Bordeaux 2018: A ‘rare collector’s item’?By Rupert Millar
The release of Château Palmer’s 2018 vintage today might normally have many shaking their heads at its price but does its miniscule production mean this is a wine collectors would be rash to overlook?
The Margaux third growth is renowned for the excellence of its wines but also some of the more ‘ambitious’ en primeur prices in the last decade.
Its 2018 vintage has been released at €240 per bottle ex-négociant, a 25% bump on last year and back to the price level the 2016 was released at. It is being offered for £2,892 per dozen.
It is by now well-known that Palmer was one estate that, due to its biodynamic farming, was laid waste to by mildew during the 2018 growing season.
Yields were absolutely miniscule (11hl/ha) and just 6,000 cases have been produced and no second wine ‘Alter Ego’ but the final result has drawn high praise from all quarters.
Lisa Perrotti-Brown MW scored it 97-99 and Antonio Galloni was also very positive with his 95-98 points. Although he said its ripeness “wouldn’t be for everyone”, he thought it a, ”stunning, head-spinning wine” that was one of the “truly epic Palmers”.
The normally endlessly enthusiastic James Suckling was actually the more reserved of the three with his score of 94-95 despite saying he had “never tasted anything like this in my 38 years as a wine critic in Bordeaux” – but may be that wasn’t meant to be taken as a ringing endorsement?
Over at the Wine Spectator meanwhile, James Molesworth who gave it a potential 100-points thought it would be “one of the most talked about wines of the vintage” and Matthew Jukes, with a 19.5+ score said it was “one of the most fascinating and mesmerising wines of the year”.
By and large, therefore, the reaction has been very positive.
In terms of price, the 2018 is the most expensive Palmer currently available to buy if you look back to 2005 and indeed you have to go back to 1989 to find a vintage that is more expensive.
The scores are good but they’re not necessarily better than any of those previous vintages so, if you can find them, theoretically those would make more sensible purchases, as indeed would several other back vintages such as ’11 or ’12 or even ’17 which has 94 points from Neal Martin and is (just) under £2,000 a case.
On the Liv-ex charts this would not normally rank as a good buy but this is not a normal wine or release. It is, in many ways, a ‘freak’.
It may not make sense to buy the 2018 in any normal circumstances but given the low production buyers with the money to do so may be well advised to try and get hold of some as this is highly likely to be a wine viewed as something of a ‘unicorn’ a little further down the road.
Palmer may be the big release but there were some other big names released this morning as well.
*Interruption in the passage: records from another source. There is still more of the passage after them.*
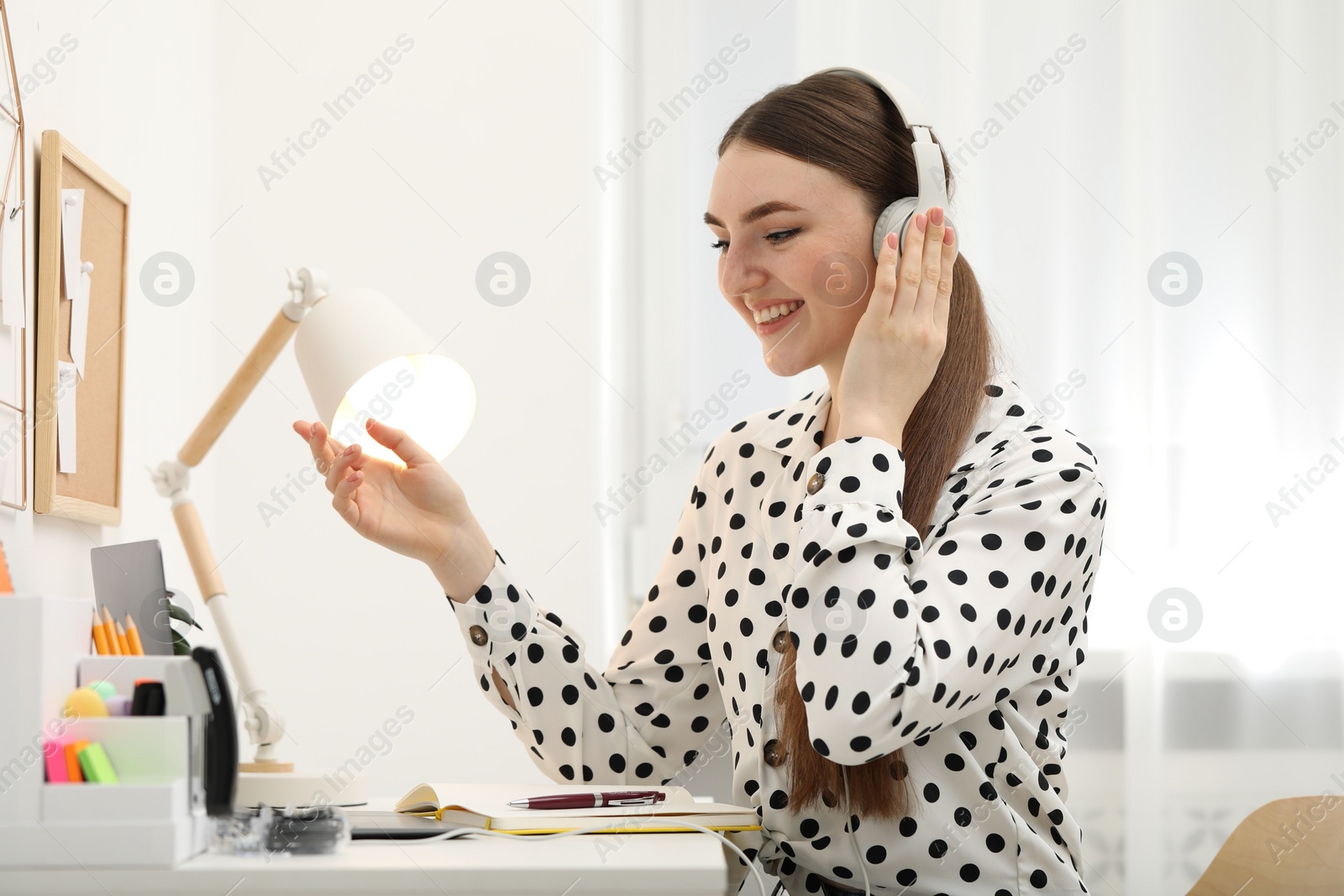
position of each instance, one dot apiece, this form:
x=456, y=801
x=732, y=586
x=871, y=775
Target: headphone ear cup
x=894, y=217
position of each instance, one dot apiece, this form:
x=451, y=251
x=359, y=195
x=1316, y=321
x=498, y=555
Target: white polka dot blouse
x=961, y=649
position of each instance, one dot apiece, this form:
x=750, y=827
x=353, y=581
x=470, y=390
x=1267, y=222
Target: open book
x=487, y=806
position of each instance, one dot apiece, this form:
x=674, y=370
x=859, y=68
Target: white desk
x=689, y=864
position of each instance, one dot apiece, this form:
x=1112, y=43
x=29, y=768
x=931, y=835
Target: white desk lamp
x=360, y=356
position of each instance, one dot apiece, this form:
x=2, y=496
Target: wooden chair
x=1285, y=848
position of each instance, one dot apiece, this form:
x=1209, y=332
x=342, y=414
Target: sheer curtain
x=1149, y=196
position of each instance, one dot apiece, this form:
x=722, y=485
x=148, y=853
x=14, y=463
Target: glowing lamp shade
x=362, y=356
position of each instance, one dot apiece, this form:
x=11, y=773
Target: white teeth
x=774, y=312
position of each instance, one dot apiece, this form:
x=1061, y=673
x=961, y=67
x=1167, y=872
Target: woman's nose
x=739, y=273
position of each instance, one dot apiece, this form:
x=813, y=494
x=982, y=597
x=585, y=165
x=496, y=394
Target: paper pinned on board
x=13, y=295
x=66, y=382
x=74, y=271
x=80, y=317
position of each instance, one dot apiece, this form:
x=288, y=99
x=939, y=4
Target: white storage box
x=148, y=819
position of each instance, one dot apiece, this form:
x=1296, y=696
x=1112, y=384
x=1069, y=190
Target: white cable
x=460, y=832
x=853, y=839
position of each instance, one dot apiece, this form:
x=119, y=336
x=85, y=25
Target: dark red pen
x=591, y=801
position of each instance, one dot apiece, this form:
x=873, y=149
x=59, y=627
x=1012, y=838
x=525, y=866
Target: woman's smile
x=776, y=316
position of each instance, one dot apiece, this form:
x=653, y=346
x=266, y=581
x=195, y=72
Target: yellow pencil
x=109, y=631
x=100, y=638
x=134, y=637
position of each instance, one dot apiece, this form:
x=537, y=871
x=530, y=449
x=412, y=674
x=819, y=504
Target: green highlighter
x=97, y=768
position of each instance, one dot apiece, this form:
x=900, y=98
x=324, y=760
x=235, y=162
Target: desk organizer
x=155, y=815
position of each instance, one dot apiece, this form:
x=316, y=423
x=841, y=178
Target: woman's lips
x=779, y=322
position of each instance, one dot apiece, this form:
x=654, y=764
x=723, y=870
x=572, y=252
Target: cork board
x=93, y=492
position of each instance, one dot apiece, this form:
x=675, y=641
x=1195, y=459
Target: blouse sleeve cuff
x=496, y=618
x=858, y=469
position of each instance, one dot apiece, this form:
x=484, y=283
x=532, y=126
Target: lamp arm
x=307, y=289
x=264, y=723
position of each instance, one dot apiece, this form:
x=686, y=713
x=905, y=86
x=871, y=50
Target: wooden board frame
x=92, y=493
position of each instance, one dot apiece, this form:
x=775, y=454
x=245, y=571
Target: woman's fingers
x=343, y=496
x=402, y=445
x=931, y=264
x=342, y=465
x=949, y=261
x=911, y=268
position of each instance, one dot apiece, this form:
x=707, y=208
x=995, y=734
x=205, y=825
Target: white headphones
x=933, y=176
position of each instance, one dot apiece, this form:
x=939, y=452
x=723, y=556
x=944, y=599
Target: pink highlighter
x=55, y=754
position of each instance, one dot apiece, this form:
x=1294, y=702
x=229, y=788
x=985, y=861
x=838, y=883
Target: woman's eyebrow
x=756, y=214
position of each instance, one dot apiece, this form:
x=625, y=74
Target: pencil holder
x=154, y=815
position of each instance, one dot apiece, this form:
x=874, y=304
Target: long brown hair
x=855, y=130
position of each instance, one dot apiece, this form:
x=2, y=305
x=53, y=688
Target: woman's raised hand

- Lafon Rochet – out at €31.20 p/b and with an ex-London price of £384 p/cs it’s just a hair up (0.3%) on what the 2017 was offered for. Pretty good scores, Galloni was a fan (92-95). But it’s a little costly when looking at back vintages the 2014-16 wines all offer about the same for less.
- Clerc Milon – offered at £732 p/cs, its link to Mouton Rothschild is always a bonus. It has low scores of 92 and highs of 96 and its pricing makes it “keenly poised between the 2015 and 2016” noted Liv-ex.
- Gloria – a “fabulous” wine thought Galloni and the score-spread is fairly well grouped between 91-94 across his, Suckling and Perrotti-Brown. At £346 a case its quite expensive when compared to some back vintages, especially the 2016. Buyers as ever will have to be the judge.
- Duhart-Milon – the Lafite ‘Milon’ and reportedly the “best ever” if you heed CEO Jean-Guillaume Prats. A release price of £655 per dozen and pretty solid scores all round mostly in the 93-96 ballpark, although Galloni was much more reserved with a 88-90 score. Based on Suckling or Perrotti-Brown’s scores the release may make sense but not at all if you’re going off Galloni’s.
Also out today were Larcis-Ducasse, Croix de Beaucaillou, Lalande-Borie and Picque Caillou.